As I cannot pass up the opportunity to try another soufflé, I decide to squeeze in dessert and go with the ‘Soufflé au chocolat’. It is placed in front of me in its miniature saucepan and the waiter makes an indent in the top before pouring in a chocolate sauce through this orifice at the table. It is impressive to watch him as he raises and lowers the sauce jug without managing to splatter any of it on me. The top is sugary and flat and the sides are well-risen. The centre is gooey and fortunately the chocolate sauce has not made the soufflé too sweet.

Monsieur Poisson tries the ‘Tarte tatin aux poires’ which is served with crème anglaise. The tart is brought out by the waiter still in the pan, before he inverts it onto a plate in front of us at the table. He claims to have never done so in front of diners but looks pretty comfortable and manages to avoid any tart-splatting-on-floor embarrassment.

The tart is generous in size with four pear halves and is decorated by a split vanilla pod for good measure. Monsieur Poisson finds the tart a little too crusty with toffee around about a third of the edge and finds the tart hard to finish due to its sheer size. The crème anglaise is wonderfully runny and is punctuated with vanilla seeds.

We get the bill and our waiter helps us to our coats. We head into the wintry Melbourne air to amble back to the hotel and I am grateful I will be wandering the streets of Melbourne CBD the next day to help work off this rich meal.

Normanby Chambers, 430 Little Collins St, Melbourne VIC
Tel: (03) 9691 3899

Opening Hours:  Mon-Fri  7am-4pm
                        Fri from 6:30pm for Cocktail Nights
                        Sat & Sun  CLOSED

Café Vue on Urbanspoon
Normanby Chambers, 430 Little Collins St, Melbourne VIC
Tel: (03) 9691 3838

Opening Hours:  Mon-Sat  11am until late
                        Sun  CLOSED

Bistro Vue on Urbanspoon

happy eating!

LATEST UPDATE: A second café has opened as part of the Vue de Monde group at 401 St Kilda Rd, near the corner of Toorak Rd, as of October 2009.


  1. I have been reading so many posts about Melbourne lately!! I want to go there too!! Hopefully December. You sure had great fun!

  2. Hi Ellie! Melbourne is great fun for food, clothing and easy navigation amongst other things. Do go if you get the chance and thanks for reading this post even with your sore neck =)

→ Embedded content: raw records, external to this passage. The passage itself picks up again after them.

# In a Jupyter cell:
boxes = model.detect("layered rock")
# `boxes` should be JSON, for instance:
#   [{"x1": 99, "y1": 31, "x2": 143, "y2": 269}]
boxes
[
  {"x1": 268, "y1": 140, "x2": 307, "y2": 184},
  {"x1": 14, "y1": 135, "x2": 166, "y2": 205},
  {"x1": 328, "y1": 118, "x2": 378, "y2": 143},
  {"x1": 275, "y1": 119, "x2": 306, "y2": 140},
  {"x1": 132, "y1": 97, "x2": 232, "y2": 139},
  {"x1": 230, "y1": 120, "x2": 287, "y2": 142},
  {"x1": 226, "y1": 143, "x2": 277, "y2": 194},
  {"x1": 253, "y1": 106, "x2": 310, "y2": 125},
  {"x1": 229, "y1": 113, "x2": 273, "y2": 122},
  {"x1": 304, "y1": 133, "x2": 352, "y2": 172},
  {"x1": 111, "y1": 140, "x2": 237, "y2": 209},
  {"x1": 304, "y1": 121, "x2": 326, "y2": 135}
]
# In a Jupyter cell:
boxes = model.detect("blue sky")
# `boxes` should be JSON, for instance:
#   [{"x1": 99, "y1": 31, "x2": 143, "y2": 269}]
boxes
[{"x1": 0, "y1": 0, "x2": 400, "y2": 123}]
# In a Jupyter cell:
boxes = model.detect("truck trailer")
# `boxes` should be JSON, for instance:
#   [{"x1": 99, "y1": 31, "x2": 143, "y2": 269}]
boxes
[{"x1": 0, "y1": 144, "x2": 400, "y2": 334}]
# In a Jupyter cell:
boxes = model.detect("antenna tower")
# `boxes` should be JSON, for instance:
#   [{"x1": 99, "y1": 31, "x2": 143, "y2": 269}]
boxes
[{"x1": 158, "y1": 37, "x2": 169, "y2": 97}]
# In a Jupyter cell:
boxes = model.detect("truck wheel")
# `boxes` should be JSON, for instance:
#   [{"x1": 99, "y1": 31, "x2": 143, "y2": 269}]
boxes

  3. sounds like you had a delightful time in melbourne! i am a massive fan of pear tarts and this one looks like my cup of tea :-P

  4. Hi Jen! Thanks for dropping by and leaving a comment. If you like pear or apple tarts, see my post on L’étoile - I highly recommend the tarte tatin there. Mmmm...

  5. I love French food, and that escargot dish looks appetising! And the tart does indeed look quite generous!

  6. That pear tart looks enormous! :) And I do like it when places offer to take your coat. So many don't here!

  7. Hi Trisha! Thanks for reading =) The tart was really on the large side!

    Hey Lorraine, I loved the personal touch of storing diners' coats. Sydney winters warrant coat-wearing as well so it'd be great if we could adopt the practice here.